Formerly this area was waste ground near the Dublin Carmelite Friary. After the Dissolution of the Monasteries, the monastery’s lands were granted to the Aungier family.
The street was named after the family of Francis Aungier, 1st Baron Aungier of Longford who developed the street. His name is French and is correctly pronounced [on.ʒje], but modern Dubliners pronounce the street name to rhyme with “danger.” When the street was opened in 1661, it was 70 feet (21 m) wide, the widest in the city.
Edward Lovett Pearce designed a theatre for the street, built 1733–34 and merged with the Smock Alley Theatre in 1743.[
St.

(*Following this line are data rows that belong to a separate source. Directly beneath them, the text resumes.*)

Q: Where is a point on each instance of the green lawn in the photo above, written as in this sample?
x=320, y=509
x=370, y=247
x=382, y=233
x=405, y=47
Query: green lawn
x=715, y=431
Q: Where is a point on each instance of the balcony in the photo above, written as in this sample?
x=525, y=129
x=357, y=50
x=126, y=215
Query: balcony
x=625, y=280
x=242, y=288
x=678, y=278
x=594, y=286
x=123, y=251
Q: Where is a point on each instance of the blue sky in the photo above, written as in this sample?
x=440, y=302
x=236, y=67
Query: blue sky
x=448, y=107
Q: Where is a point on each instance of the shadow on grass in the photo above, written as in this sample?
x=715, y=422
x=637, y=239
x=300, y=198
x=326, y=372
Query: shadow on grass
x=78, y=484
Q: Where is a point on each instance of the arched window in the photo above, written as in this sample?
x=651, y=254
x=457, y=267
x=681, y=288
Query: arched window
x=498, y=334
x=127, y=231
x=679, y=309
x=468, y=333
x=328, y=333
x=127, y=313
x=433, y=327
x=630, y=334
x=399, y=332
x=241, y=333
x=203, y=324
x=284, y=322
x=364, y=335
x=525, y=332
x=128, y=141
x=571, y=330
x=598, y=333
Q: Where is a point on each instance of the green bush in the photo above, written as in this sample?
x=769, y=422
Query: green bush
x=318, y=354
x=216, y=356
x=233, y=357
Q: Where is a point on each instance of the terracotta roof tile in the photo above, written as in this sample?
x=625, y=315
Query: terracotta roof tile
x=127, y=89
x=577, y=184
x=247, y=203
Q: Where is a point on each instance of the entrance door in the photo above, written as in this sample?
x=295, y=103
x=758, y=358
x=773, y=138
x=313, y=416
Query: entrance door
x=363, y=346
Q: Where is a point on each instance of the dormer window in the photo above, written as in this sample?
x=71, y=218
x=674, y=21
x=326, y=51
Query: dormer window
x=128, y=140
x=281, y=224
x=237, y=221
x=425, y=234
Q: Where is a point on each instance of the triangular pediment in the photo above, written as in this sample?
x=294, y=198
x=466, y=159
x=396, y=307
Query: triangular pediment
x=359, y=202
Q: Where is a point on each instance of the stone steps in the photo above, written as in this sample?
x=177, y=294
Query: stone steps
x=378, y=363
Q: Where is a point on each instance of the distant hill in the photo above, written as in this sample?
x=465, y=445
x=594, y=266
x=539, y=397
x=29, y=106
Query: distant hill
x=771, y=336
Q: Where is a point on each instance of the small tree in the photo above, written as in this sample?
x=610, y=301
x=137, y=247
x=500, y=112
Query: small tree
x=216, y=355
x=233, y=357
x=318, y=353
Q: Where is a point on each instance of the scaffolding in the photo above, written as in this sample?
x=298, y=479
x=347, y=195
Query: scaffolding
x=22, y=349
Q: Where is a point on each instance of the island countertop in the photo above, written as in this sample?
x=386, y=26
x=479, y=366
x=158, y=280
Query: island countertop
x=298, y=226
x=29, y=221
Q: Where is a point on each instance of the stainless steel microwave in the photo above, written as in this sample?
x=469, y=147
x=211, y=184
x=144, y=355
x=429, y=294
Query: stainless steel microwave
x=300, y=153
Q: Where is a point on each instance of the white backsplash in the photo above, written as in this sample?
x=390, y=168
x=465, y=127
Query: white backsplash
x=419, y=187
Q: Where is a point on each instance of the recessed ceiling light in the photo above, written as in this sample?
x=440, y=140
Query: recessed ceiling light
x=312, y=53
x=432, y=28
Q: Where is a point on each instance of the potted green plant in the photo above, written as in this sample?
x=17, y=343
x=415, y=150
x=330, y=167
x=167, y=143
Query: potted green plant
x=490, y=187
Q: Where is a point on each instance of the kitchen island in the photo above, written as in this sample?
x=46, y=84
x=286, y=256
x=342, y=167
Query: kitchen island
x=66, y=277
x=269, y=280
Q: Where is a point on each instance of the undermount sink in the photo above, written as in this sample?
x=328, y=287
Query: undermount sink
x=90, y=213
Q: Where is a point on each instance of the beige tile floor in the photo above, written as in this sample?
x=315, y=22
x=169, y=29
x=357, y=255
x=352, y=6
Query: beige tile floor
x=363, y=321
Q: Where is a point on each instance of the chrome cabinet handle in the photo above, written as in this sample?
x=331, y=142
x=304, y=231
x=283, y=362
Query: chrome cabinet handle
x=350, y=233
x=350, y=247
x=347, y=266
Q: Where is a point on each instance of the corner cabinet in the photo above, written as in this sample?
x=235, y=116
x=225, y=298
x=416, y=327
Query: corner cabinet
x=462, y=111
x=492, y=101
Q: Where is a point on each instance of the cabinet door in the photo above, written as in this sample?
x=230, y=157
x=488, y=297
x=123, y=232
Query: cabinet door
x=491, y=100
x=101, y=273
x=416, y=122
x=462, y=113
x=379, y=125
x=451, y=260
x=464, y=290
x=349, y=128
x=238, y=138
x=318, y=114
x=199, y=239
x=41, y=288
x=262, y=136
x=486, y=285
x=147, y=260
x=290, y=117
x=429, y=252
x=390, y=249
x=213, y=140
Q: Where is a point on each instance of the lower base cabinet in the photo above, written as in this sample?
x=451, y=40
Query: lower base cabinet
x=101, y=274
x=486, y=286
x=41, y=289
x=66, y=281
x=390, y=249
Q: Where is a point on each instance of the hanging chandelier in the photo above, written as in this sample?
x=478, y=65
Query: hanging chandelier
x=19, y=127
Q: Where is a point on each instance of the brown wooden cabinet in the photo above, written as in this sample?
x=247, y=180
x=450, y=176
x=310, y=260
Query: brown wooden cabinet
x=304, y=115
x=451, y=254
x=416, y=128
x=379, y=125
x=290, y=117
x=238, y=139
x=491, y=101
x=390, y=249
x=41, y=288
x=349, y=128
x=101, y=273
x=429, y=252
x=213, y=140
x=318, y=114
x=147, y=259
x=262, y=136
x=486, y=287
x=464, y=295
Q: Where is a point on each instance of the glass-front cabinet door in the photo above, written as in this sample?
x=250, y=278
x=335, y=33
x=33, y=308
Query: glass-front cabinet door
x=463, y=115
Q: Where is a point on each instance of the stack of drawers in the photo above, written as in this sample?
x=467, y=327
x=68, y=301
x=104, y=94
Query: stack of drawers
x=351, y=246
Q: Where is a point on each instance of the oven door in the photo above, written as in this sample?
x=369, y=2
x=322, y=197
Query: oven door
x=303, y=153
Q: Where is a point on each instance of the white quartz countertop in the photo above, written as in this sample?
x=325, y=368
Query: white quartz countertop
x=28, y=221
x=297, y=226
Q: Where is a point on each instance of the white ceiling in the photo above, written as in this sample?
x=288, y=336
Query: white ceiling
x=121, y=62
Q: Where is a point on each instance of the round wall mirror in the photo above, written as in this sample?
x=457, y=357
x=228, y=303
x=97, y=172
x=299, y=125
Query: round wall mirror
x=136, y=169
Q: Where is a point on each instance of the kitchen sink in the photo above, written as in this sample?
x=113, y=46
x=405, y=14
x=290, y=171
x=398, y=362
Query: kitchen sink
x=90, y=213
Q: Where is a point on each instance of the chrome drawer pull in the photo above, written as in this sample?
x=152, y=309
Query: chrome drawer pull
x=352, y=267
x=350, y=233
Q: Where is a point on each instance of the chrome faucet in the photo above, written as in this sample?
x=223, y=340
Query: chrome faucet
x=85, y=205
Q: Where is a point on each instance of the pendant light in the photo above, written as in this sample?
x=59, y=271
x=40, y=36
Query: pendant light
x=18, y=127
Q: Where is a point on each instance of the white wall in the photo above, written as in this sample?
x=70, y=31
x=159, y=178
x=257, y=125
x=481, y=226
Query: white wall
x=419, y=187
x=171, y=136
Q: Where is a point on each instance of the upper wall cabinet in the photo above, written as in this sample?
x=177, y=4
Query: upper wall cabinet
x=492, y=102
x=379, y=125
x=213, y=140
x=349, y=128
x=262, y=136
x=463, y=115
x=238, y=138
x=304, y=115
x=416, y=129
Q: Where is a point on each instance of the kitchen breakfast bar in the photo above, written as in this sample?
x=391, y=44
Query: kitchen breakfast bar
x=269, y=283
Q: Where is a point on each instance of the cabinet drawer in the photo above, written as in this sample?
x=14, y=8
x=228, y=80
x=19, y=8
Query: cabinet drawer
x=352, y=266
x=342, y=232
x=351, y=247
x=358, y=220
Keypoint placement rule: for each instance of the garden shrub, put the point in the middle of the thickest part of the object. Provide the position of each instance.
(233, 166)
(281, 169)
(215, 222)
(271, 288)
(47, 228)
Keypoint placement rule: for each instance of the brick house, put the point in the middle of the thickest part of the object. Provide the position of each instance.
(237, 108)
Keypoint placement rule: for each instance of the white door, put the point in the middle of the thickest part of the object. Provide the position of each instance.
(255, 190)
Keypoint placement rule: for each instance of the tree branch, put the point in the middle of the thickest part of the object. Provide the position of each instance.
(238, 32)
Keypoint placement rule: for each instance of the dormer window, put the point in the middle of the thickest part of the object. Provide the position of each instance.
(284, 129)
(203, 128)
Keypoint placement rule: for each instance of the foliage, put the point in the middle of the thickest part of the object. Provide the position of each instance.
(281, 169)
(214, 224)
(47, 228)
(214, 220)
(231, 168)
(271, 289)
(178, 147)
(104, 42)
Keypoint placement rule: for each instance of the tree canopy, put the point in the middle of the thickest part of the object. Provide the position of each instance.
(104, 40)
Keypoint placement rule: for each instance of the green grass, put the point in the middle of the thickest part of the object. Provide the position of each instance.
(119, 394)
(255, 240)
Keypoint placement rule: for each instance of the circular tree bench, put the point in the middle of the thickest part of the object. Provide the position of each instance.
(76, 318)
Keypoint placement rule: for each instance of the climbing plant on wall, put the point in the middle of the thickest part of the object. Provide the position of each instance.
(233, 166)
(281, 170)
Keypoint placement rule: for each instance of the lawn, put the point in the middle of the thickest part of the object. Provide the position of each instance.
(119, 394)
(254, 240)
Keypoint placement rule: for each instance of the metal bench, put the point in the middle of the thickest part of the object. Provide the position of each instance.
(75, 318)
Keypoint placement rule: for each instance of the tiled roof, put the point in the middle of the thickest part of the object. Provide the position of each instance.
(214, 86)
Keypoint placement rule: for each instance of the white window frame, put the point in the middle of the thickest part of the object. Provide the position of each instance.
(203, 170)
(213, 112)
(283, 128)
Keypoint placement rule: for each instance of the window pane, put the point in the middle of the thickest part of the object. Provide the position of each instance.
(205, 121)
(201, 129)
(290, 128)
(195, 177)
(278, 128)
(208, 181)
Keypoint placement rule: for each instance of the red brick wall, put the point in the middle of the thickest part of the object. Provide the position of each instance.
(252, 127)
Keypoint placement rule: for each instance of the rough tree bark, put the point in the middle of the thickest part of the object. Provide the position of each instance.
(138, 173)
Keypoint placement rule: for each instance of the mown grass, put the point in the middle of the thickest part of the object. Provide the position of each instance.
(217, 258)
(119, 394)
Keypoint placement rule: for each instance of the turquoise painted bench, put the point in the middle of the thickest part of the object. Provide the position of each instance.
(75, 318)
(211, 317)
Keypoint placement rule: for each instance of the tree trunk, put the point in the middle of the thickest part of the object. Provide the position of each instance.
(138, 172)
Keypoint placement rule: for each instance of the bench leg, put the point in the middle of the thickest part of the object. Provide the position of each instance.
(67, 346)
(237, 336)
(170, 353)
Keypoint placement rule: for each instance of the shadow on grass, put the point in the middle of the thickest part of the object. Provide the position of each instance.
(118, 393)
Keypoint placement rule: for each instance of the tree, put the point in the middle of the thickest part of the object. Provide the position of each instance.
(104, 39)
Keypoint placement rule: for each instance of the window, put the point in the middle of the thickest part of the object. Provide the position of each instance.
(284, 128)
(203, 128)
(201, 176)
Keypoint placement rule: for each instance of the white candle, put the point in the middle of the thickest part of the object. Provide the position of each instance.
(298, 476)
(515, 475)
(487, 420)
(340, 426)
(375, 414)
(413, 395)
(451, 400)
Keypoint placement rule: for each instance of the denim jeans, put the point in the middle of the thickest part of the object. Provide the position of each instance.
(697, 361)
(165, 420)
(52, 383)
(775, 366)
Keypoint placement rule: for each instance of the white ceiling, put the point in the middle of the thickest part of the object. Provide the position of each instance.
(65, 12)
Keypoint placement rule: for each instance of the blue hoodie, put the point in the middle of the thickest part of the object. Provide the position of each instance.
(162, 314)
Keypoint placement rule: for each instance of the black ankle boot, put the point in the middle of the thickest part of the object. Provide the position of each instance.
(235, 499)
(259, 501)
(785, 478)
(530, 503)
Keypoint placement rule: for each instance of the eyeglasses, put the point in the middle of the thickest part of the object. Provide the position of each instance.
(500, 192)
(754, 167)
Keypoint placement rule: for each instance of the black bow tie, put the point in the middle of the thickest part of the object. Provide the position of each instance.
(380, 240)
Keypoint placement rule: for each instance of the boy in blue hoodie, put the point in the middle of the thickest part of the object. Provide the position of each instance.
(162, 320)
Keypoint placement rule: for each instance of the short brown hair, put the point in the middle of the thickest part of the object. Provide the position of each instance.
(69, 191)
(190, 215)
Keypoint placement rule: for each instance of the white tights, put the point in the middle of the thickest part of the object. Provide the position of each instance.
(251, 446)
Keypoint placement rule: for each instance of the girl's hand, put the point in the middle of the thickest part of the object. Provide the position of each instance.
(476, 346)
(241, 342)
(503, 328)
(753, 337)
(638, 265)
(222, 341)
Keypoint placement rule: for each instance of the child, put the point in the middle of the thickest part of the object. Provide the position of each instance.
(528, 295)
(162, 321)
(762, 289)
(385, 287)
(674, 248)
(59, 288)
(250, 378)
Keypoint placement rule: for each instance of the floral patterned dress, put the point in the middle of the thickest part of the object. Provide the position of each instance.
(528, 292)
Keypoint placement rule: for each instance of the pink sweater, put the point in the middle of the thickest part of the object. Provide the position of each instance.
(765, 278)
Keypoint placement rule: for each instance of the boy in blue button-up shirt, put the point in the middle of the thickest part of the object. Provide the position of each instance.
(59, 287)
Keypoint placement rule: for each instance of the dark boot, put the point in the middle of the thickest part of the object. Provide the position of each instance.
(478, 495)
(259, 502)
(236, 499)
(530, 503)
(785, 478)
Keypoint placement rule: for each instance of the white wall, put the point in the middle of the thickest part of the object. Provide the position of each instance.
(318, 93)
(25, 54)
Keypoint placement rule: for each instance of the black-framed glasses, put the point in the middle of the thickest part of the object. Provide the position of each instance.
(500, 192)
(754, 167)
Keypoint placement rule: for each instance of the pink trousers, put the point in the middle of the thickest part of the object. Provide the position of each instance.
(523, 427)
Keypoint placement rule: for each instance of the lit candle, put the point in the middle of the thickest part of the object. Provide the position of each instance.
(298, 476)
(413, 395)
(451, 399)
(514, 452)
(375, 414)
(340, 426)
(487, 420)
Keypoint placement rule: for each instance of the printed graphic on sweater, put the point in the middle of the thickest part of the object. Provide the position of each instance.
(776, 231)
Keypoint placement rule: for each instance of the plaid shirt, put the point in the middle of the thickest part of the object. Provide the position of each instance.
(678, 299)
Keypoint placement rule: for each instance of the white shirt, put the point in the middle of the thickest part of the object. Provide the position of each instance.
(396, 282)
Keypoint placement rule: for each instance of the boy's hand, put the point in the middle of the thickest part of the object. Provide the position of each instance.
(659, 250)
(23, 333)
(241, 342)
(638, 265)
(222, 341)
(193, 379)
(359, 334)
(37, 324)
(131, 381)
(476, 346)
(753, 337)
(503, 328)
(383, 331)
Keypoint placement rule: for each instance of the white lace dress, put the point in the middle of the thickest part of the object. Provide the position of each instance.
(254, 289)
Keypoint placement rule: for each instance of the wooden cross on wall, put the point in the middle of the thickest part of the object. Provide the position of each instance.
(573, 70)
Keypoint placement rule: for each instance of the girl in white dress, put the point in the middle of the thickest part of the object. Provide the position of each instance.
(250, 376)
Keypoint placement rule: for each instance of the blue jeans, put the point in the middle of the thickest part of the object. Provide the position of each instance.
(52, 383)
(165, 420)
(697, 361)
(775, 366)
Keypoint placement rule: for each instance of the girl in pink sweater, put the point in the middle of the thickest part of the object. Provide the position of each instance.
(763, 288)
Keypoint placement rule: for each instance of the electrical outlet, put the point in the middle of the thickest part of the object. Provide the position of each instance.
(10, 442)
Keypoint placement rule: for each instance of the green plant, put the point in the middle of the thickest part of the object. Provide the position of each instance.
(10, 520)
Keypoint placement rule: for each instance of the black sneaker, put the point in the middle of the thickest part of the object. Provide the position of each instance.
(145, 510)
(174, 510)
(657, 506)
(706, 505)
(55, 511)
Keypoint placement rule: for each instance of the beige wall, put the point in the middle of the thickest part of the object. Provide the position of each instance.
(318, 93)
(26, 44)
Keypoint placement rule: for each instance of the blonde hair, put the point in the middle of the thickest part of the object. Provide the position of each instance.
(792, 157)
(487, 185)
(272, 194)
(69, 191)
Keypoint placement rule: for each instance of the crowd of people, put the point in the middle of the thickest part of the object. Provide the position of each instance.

Peter’s Church (Church of Ireland) opened in 1685; it closed 1950 and was demolished in 1983.
The poet Thomas Moore was born at 12 Aungier Street in 1779.
In 1829, Aungier Street was the site of the first meeting-room of what would become the Plymouth Brethren.[
The Irish republican Simon Donnelly was born on Aungier Street in 1891.
During the Irish War of Independence, it was suggested that Aungier Street (and several others) would be joined to form Cahirmore Road, named for the legendary king Cathair Mór.
In 1851, Sheridan Le Fanu wrote a ghost story, “An Account of Some Strange Disturbances in Aungier Street.”
Aungier Street appears twice in the work of James Joyce: it is mentioned in “Ivy Day in the Committee Room;” while Leopold Bloom’s blinds were purchased at 16 Aungier Street in Ulysses.